First of all, thank you for your time and patience. As a first measure to verify that it is not a performance problem at the Elasticsearch level, you suggest changing the configuration to 40GB shards and seeing how the platform behaves. I understand that the already stored indexes should look for a way to reduce the shards of the already saved indexes as you mention.

Regarding Graylog, the indexing of the information is carried out as I see by Elasticsearch, Graylog sends the information and gives the order to rotate the active index based on the configuration described in it, but the optimization of the information and the indexing is carried out by Elastic.

The cabin where the platform is supported is a Unity 480XT and is dedicated for that infrastructure, so at a performance level it is very comfortable and can provide many more IOPs than what Elastic is using.

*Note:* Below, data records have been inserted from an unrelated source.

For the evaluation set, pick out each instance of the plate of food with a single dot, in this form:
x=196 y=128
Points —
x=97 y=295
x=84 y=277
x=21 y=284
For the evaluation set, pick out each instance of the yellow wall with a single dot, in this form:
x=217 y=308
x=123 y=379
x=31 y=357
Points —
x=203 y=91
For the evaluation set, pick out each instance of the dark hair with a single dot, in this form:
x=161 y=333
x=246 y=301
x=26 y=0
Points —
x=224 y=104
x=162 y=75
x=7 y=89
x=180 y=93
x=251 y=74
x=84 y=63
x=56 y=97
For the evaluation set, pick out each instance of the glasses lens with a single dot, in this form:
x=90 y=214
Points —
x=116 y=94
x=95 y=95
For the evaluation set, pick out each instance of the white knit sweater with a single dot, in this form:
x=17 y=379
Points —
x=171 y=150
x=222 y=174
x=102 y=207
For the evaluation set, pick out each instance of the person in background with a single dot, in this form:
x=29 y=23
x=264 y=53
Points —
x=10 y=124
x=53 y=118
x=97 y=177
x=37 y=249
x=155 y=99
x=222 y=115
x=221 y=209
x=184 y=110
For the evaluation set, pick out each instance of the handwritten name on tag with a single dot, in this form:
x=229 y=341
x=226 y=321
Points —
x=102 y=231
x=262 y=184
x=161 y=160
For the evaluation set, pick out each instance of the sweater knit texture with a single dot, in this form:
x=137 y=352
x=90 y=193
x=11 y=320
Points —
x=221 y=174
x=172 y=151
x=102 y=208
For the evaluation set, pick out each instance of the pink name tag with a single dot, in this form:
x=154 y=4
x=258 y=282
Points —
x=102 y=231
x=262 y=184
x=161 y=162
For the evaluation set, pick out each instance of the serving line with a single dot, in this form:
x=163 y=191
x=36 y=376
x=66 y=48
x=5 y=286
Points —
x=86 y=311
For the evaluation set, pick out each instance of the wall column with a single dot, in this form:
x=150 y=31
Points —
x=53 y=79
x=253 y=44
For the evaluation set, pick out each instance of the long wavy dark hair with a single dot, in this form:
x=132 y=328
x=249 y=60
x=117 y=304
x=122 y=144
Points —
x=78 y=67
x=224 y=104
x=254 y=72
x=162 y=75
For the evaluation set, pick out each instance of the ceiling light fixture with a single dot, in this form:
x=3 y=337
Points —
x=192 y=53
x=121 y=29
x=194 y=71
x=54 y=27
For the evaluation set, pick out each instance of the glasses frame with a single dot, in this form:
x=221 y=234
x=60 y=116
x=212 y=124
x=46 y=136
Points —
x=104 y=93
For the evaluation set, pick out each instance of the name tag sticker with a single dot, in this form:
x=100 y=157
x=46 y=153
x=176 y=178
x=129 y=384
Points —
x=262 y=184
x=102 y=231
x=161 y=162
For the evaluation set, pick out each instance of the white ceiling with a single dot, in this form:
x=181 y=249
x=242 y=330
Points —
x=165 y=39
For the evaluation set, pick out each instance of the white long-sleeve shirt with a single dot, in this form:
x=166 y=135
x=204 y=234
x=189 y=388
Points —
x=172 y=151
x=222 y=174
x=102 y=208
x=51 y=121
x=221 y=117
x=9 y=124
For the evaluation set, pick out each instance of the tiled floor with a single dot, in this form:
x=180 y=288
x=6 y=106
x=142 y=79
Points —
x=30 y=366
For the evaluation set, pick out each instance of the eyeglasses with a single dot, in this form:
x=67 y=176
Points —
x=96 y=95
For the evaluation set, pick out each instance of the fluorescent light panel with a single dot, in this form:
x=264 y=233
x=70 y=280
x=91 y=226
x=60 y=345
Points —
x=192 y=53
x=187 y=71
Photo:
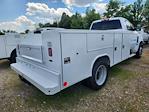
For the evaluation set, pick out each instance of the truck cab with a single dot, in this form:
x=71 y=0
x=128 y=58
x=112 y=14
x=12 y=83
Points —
x=60 y=58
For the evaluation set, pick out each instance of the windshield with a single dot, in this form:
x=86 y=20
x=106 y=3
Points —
x=107 y=25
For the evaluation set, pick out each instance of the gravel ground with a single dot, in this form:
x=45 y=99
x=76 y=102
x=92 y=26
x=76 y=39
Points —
x=127 y=90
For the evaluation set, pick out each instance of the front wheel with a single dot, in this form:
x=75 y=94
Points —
x=99 y=75
x=139 y=52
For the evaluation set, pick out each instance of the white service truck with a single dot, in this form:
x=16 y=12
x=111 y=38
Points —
x=145 y=35
x=8 y=43
x=62 y=57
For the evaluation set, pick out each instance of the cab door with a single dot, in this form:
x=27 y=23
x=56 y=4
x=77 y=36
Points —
x=2 y=47
x=117 y=48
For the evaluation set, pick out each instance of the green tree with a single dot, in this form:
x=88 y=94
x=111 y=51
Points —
x=146 y=14
x=112 y=8
x=125 y=11
x=2 y=33
x=91 y=16
x=76 y=21
x=65 y=21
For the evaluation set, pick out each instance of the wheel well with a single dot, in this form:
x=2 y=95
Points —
x=104 y=58
x=141 y=43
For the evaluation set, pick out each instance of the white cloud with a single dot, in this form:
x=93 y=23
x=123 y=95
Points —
x=80 y=3
x=42 y=13
x=100 y=7
x=18 y=24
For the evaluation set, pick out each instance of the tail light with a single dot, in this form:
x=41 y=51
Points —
x=50 y=51
x=18 y=47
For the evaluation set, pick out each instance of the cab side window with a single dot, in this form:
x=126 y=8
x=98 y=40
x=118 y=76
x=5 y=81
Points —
x=129 y=25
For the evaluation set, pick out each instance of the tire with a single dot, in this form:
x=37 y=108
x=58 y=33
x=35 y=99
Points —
x=13 y=57
x=140 y=51
x=24 y=80
x=99 y=75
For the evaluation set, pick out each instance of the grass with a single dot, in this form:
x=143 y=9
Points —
x=120 y=93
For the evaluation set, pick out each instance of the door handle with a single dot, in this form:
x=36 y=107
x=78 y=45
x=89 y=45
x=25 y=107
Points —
x=115 y=48
x=123 y=46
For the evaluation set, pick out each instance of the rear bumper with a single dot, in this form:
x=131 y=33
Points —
x=47 y=81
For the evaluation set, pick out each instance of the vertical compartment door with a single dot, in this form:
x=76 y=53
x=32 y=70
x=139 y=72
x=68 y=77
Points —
x=117 y=48
x=2 y=47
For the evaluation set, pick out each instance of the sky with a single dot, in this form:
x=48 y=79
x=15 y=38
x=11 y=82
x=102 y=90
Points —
x=19 y=15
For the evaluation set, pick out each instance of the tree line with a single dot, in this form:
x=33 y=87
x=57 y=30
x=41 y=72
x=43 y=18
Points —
x=137 y=13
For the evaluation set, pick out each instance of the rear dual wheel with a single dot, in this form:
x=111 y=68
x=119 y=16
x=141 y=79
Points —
x=140 y=51
x=99 y=75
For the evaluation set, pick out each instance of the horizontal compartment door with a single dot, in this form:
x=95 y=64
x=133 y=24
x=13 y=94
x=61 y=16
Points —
x=31 y=52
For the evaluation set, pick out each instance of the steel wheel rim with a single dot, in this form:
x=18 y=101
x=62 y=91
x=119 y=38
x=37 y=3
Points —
x=141 y=50
x=101 y=75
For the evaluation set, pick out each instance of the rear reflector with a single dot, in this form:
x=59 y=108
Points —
x=65 y=84
x=50 y=51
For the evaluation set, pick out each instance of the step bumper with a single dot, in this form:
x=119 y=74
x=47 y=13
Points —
x=47 y=81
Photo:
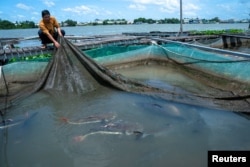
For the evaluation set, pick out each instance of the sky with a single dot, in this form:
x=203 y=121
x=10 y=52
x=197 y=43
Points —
x=89 y=10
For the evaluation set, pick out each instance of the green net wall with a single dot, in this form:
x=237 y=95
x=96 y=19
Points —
x=71 y=70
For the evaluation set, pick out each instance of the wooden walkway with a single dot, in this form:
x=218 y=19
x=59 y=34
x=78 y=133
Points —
x=90 y=42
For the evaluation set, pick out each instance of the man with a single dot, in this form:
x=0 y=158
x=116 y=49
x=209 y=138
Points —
x=49 y=30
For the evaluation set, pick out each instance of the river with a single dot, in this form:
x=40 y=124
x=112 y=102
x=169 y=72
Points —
x=118 y=29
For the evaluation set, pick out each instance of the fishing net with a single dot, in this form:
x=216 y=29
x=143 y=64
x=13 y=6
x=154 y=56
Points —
x=70 y=70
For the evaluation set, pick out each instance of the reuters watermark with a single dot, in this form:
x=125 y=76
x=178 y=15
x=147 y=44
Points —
x=229 y=158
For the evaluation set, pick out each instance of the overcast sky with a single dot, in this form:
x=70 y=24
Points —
x=89 y=10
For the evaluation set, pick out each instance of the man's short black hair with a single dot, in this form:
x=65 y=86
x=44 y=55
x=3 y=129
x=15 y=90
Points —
x=45 y=12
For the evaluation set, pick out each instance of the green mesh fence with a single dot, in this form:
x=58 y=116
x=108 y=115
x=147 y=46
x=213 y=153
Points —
x=74 y=71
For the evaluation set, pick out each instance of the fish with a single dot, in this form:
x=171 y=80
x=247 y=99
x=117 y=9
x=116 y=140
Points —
x=115 y=128
x=13 y=122
x=91 y=119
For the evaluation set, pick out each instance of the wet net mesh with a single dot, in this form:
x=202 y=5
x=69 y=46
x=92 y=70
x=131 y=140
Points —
x=73 y=71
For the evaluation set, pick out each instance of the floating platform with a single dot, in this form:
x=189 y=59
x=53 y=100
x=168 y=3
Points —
x=89 y=42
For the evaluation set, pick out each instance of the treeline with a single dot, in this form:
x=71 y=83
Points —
x=152 y=21
x=5 y=24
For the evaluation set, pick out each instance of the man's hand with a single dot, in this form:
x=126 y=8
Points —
x=57 y=45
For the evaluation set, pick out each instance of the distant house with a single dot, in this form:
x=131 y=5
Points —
x=98 y=21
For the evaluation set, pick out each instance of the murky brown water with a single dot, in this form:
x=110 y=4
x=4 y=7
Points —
x=137 y=131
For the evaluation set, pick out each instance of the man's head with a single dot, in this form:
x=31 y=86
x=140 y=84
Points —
x=46 y=15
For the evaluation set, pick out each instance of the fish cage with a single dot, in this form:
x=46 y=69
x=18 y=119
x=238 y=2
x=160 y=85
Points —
x=154 y=102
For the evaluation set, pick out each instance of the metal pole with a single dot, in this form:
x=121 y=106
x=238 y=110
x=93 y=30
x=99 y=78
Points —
x=181 y=28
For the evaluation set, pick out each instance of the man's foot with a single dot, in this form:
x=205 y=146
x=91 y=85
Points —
x=44 y=46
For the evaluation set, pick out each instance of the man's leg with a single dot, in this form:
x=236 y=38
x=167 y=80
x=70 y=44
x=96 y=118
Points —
x=44 y=38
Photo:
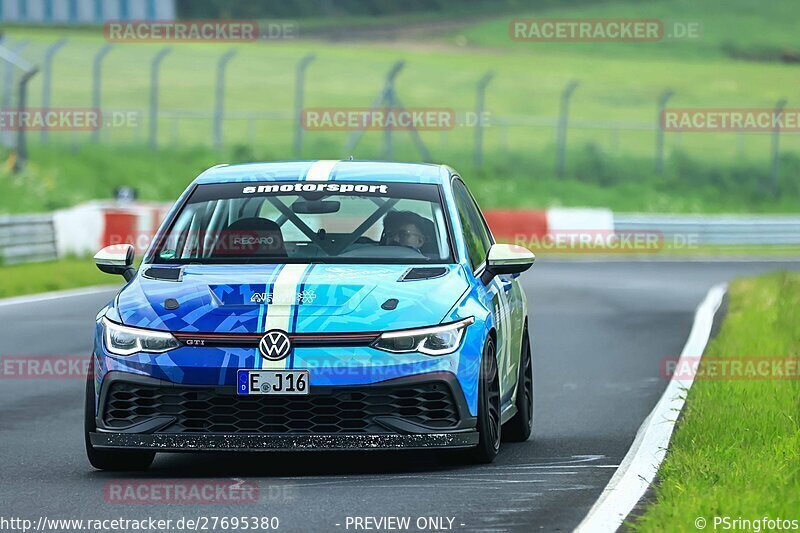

Do you think that changing the topology of the infrastructure in some way could make it considerably better? Smaller hot nodes or something? Our main point to improve performance is to separate the information into more than a single indexset, but in none of your posts, even though you emphasize it, do you mention it, is this topic so irrelevant?

Thanks greetings!

I suspect this may help with querying performance. The number of indices and shards you are currently indexing into seem fine.

If you are seeing low IOPS and no large iowait on the nodes I suspect it is possible the bottleneck is within Graylog. I would therefore not immediately jump at making changes in the Elasticsearch cluster.

I would look into how Graylog sends data to Elasticsearch. It may be that it is using too small bulk requests or not sending data with sufficient parallelism to properly put load on the cluster.